Laba Bersih Gudang Garam Susut 26%, Simak Prospek Bisnis dan Sahamnya
PT Gudang Garam Tbk membukukan laba bersih sebesar Rp 5,6 triliun sepanjang 2021. Nilai ini menyusut 26,7% dari raihan laba bersih tahun sebelumnya Rp 7,64 triliun.
Berdasarkan laporan keuangan, produsen rokok ini mengantongi pendapatan mencapai Rp 124,88 triliun, atau naik 9,1% dari omzet periode tahun sebelumnya sebesar Rp 114,47 triliun. Namun sejalan dengan itu, biaya pokok penjualan turut melonjak 13,9% menjadi Rp 110,6 triliun dari sebelumnya Rp 97,08 triliun.
Alhasil, laba bruto menurun 17,8% menjadi Rp 14,27 triliun dari semula Rp 17,38 triliun.
Pendapatan Gudang Garam dari divisi lainnya tercatat menyusut 15,9% menjadi Rp 236,67 miliar dari semula Rp 281,55 miliar. Di sisi lain, beban lainnya justru meningkat 14,6% menjadi Rp 4,3 miliar dari Rp 3,75 miliar. Adapun, Beban usaha turun 5,67% menjadi Rp 7,15 triliun dari Rp 7,58 triliun.
Emiten berkode saham GGRM ini membukukan laba kurs sebesar Rp 16,71 miliar sepanjang 2021, dari semula membukukan rugi kurs Rp 38,69 miliar. Secara total, laba usaha tercatat menjadi Rp 7,36 triliun atau turun 26,69% dari Rp 10,04 triliun.
Laba sebelum pajak penghasilan turun 24,63% menjadi Rp 7,28 triliun dari sebelumnya Rp 9,66 triliun. Dari sisi pengeluaran, Gudang Garam mencatatkan penyusutan beban bunga hingga 80,42% menjadi Rp 74,91 miliar dari semula Rp 382,72 miliar. Sementara itu, beban pajak penghasilan menyusut 16,41% menjadi Rp 1,68 triliun dari Rp 2,01 triliun.
Pada kuartal IV 2021, GGRM membukukan pendapatan sebesar Rp 32,8 triliun, tumbuh 5,5% dalam perhitungan tahunan.
Analis PT Mirae Asset Sekuritas Indonesia Christine Natasya menilai pertumbuhan kinerja keuangan Gudang Garam pada kuartal IV didukung oleh harga jual rerata atau average selling price (ASP) yang lebih tinggi pada periode tersebut. Selain itu, volume penjualan juga sedikit lebih baik setelah pandemi Covid-19 varian delta mereda. Hal ini juga sejalan dengan tren industri.
Christine memperkirakan GGRM akan membukukan pertumbuhan pendapatan sebesar 6,5% pada 2022.
Pada dasarnya, penurunan penjualan masih akan berlanjut tahun ini. Namun pendapatan akan terbantu oleh penyederhanaan lapisan yang memberi penyangga pada penurunan penjualan lebih lanjut ke rokok tier-2B yang lebih murah.
"Kami pikir pemulihan ekonomi akan mendukung pemulihan konsumsi masyarakat berpenghasilan rendah," katanya.
Menurut dia, kebijakan pemerintah menaikkan Harga Eceran Minimum rokok rata-rata 12% tahun ini seharusnya membatasi persaingan harga yang tidak sehat serta menjaga margin produsen.

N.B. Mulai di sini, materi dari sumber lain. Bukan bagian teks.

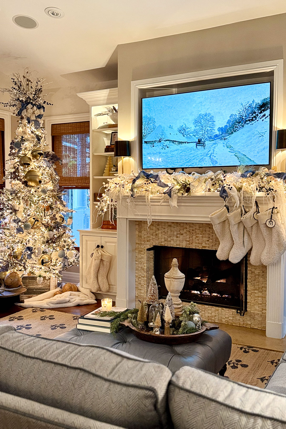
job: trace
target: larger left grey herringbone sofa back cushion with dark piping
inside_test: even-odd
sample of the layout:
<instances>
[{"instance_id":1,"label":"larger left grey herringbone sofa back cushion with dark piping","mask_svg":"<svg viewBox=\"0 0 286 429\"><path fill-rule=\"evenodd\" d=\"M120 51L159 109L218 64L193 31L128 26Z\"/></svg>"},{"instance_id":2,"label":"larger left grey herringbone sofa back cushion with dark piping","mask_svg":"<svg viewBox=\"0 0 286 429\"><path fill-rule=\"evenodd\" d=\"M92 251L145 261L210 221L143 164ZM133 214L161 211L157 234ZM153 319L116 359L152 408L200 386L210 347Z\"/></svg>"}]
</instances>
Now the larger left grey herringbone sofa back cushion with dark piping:
<instances>
[{"instance_id":1,"label":"larger left grey herringbone sofa back cushion with dark piping","mask_svg":"<svg viewBox=\"0 0 286 429\"><path fill-rule=\"evenodd\" d=\"M0 326L3 392L124 428L168 428L171 371L108 347Z\"/></svg>"}]
</instances>

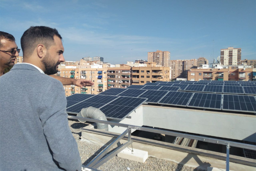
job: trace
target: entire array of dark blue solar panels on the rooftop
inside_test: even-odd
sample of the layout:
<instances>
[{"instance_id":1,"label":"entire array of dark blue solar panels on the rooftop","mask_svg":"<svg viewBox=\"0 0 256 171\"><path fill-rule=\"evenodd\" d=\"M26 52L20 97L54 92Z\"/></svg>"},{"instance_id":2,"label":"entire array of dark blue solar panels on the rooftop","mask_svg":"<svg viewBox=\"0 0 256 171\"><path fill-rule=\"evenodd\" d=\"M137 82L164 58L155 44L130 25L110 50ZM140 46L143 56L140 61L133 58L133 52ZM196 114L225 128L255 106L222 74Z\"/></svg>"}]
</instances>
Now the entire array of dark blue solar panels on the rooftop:
<instances>
[{"instance_id":1,"label":"entire array of dark blue solar panels on the rooftop","mask_svg":"<svg viewBox=\"0 0 256 171\"><path fill-rule=\"evenodd\" d=\"M238 95L241 94L241 95ZM244 95L245 94L245 95ZM67 97L67 112L77 114L92 106L108 119L123 120L138 106L161 104L211 110L256 113L256 84L238 81L175 81L111 88L99 95Z\"/></svg>"}]
</instances>

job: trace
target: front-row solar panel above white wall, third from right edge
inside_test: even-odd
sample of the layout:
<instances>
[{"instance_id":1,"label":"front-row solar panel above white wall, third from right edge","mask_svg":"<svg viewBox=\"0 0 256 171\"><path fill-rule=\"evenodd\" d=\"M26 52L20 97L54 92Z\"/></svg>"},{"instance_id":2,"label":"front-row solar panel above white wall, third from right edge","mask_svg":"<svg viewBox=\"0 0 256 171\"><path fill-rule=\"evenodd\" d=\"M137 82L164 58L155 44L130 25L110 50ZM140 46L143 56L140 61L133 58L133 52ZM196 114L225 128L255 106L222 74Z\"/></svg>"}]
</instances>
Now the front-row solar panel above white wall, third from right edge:
<instances>
[{"instance_id":1,"label":"front-row solar panel above white wall, third from right edge","mask_svg":"<svg viewBox=\"0 0 256 171\"><path fill-rule=\"evenodd\" d=\"M193 95L191 92L169 91L158 104L163 105L176 105L187 106L190 97Z\"/></svg>"}]
</instances>

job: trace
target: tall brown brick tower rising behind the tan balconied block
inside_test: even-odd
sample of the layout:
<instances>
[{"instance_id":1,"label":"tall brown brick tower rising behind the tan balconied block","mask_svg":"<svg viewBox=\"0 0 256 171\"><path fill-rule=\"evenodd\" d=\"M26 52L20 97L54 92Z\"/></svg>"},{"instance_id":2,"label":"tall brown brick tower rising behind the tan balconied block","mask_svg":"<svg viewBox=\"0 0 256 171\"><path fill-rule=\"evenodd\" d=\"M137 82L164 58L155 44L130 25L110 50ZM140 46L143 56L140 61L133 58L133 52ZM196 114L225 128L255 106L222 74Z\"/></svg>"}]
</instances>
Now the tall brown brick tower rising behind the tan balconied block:
<instances>
[{"instance_id":1,"label":"tall brown brick tower rising behind the tan balconied block","mask_svg":"<svg viewBox=\"0 0 256 171\"><path fill-rule=\"evenodd\" d=\"M170 52L169 51L156 51L148 52L148 62L156 62L161 66L169 66Z\"/></svg>"}]
</instances>

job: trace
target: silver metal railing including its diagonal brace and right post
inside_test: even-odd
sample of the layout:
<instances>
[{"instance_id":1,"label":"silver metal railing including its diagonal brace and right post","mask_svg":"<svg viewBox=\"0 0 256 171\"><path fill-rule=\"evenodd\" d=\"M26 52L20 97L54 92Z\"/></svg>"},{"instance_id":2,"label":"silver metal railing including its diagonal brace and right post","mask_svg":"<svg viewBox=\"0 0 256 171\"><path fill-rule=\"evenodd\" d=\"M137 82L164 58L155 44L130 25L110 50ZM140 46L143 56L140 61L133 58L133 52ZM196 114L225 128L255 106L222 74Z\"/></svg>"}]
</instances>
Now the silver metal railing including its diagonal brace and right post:
<instances>
[{"instance_id":1,"label":"silver metal railing including its diagonal brace and right post","mask_svg":"<svg viewBox=\"0 0 256 171\"><path fill-rule=\"evenodd\" d=\"M127 128L124 131L124 133L122 133L120 136L118 136L117 139L114 141L115 143L119 142L122 139L122 137L124 137L127 133L129 133L128 134L128 142L130 142L130 143L128 143L128 142L125 143L125 147L127 147L128 145L130 145L132 143L131 129L136 129L136 130L140 130L140 131L147 131L147 132L153 132L153 133L157 133L157 134L164 134L164 135L169 135L169 136L180 136L180 137L183 137L183 138L194 139L194 140L203 141L203 142L207 142L207 143L226 145L226 147L227 147L226 171L229 171L229 148L231 146L232 147L238 147L238 148L245 148L245 149L249 149L249 150L256 150L256 145L237 143L237 142L233 142L233 141L221 140L221 139L216 139L216 138L209 138L209 137L203 137L203 136L195 136L195 135L177 133L177 132L166 131L166 130L161 130L161 129L140 127L140 126L135 126L135 125L128 125L128 124L123 124L123 123L117 123L117 122L111 122L111 121L105 121L105 120L96 120L96 119L83 118L83 117L70 116L70 115L68 116L68 118L69 119L76 119L76 120L78 120L78 119L79 120L85 120L85 121L89 121L89 122L104 123L104 124L108 124L108 125L114 125L114 126L119 126L119 127ZM110 145L111 145L111 148L112 148L115 144L111 143ZM124 147L124 146L122 146L122 147ZM109 145L108 145L105 148L106 150L104 149L104 154L106 154L107 150L109 150L111 148L109 148ZM120 152L119 150L118 150L118 152ZM87 166L88 167L92 167L92 162L93 162L93 166L97 166L97 167L92 167L92 168L98 168L104 162L106 162L108 159L110 159L108 157L114 157L117 153L115 151L111 156L110 156L110 154L108 156L104 157L104 159L96 159L99 155L100 155L100 157L104 156L104 155L102 155L100 153ZM97 161L98 161L98 163L97 163Z\"/></svg>"}]
</instances>

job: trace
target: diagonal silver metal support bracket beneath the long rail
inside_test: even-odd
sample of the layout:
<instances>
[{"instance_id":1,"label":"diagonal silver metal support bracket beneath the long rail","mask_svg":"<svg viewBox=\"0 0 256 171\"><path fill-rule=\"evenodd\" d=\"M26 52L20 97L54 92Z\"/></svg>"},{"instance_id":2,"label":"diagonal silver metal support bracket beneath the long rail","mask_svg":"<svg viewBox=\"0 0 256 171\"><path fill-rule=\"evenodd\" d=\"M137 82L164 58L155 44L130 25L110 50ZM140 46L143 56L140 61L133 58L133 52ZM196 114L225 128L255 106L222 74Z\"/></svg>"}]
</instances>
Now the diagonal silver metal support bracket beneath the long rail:
<instances>
[{"instance_id":1,"label":"diagonal silver metal support bracket beneath the long rail","mask_svg":"<svg viewBox=\"0 0 256 171\"><path fill-rule=\"evenodd\" d=\"M117 147L113 152L110 152L108 155L108 151L114 147L126 134L128 133L128 141L121 146ZM130 144L132 144L131 139L131 128L127 128L120 136L118 136L112 143L110 143L106 148L102 150L90 163L88 163L87 167L92 168L98 168L102 164L104 164L106 161L114 157L116 154L124 150L126 147L128 147ZM105 156L106 155L106 156ZM105 156L105 157L103 157ZM103 158L102 158L103 157Z\"/></svg>"}]
</instances>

"Meskipun terjadi penurunan tajam dari margin kotor pada 2021 menjadi 11,4% dibandingkan 2020 yang sebesar 15,2%, kami memperkirakan penurunan margin laba kotor atau gross profit margin (GPM) pada 2022 akan lebih halus, yakni menjadi 11,1%," kata Christine dalam hasil risetnya yang terbit Jumat (1/4).

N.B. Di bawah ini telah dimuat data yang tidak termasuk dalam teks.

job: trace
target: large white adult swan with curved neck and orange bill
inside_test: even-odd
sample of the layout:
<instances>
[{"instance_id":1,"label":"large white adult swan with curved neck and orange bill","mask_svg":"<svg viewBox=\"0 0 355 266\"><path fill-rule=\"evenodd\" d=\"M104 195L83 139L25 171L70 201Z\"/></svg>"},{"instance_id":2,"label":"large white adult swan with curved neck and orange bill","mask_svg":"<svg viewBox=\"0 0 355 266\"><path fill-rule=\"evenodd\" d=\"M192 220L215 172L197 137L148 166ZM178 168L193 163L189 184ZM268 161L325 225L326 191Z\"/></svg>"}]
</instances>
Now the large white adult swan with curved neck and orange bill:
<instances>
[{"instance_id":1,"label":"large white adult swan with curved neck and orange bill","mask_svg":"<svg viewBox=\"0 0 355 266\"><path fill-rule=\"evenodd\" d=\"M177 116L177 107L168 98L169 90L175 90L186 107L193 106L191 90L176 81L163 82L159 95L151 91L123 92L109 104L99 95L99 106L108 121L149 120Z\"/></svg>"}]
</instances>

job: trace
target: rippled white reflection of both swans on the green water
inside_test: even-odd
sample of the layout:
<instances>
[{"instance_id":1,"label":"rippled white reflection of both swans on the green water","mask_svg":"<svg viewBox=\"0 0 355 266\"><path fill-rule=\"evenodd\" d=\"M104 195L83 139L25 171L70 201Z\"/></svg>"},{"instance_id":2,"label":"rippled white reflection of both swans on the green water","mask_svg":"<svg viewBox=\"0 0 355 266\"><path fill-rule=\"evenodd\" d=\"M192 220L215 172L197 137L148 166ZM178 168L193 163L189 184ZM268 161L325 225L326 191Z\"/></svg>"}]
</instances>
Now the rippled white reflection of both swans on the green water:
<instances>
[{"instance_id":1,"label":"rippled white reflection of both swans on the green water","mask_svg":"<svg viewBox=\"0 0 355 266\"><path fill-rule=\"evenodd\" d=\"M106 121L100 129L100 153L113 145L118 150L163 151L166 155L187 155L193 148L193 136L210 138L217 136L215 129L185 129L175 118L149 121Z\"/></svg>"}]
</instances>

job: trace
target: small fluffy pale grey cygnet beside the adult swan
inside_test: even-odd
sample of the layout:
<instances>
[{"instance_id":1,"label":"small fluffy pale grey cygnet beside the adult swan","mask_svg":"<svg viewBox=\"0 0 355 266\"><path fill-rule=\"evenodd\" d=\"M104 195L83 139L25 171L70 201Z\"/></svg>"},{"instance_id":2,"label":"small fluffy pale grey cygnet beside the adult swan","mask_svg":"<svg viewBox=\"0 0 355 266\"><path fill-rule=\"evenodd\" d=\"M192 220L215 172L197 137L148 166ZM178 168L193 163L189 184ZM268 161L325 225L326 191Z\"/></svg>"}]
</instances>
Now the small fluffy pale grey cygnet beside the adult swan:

Dengan asumsi perusahaan mempertahankan pembayaran dividen per saham sebesar Rp 2.600 tahun ini, rasio pembayaran dividen akan dibayarkan lebih tinggi , yakni 90% dibandingkan tahun 2021 yang sebesar 65%.
"Kami memperkirakan penurunan bottom line (laba bersih) telah memperhitungkan harga saham saat ini. karena kami mengestimasi hasil dividen 8,2% pada 2022 (menggunakan harga penutupan Kamis 31/3), yang menurut kami menguntungkan," katanya.
Mirae Asset Sekuritas merekomendasikan trading buy (transaksi beli) kami di GGRM dengan target harga Rp 35.400.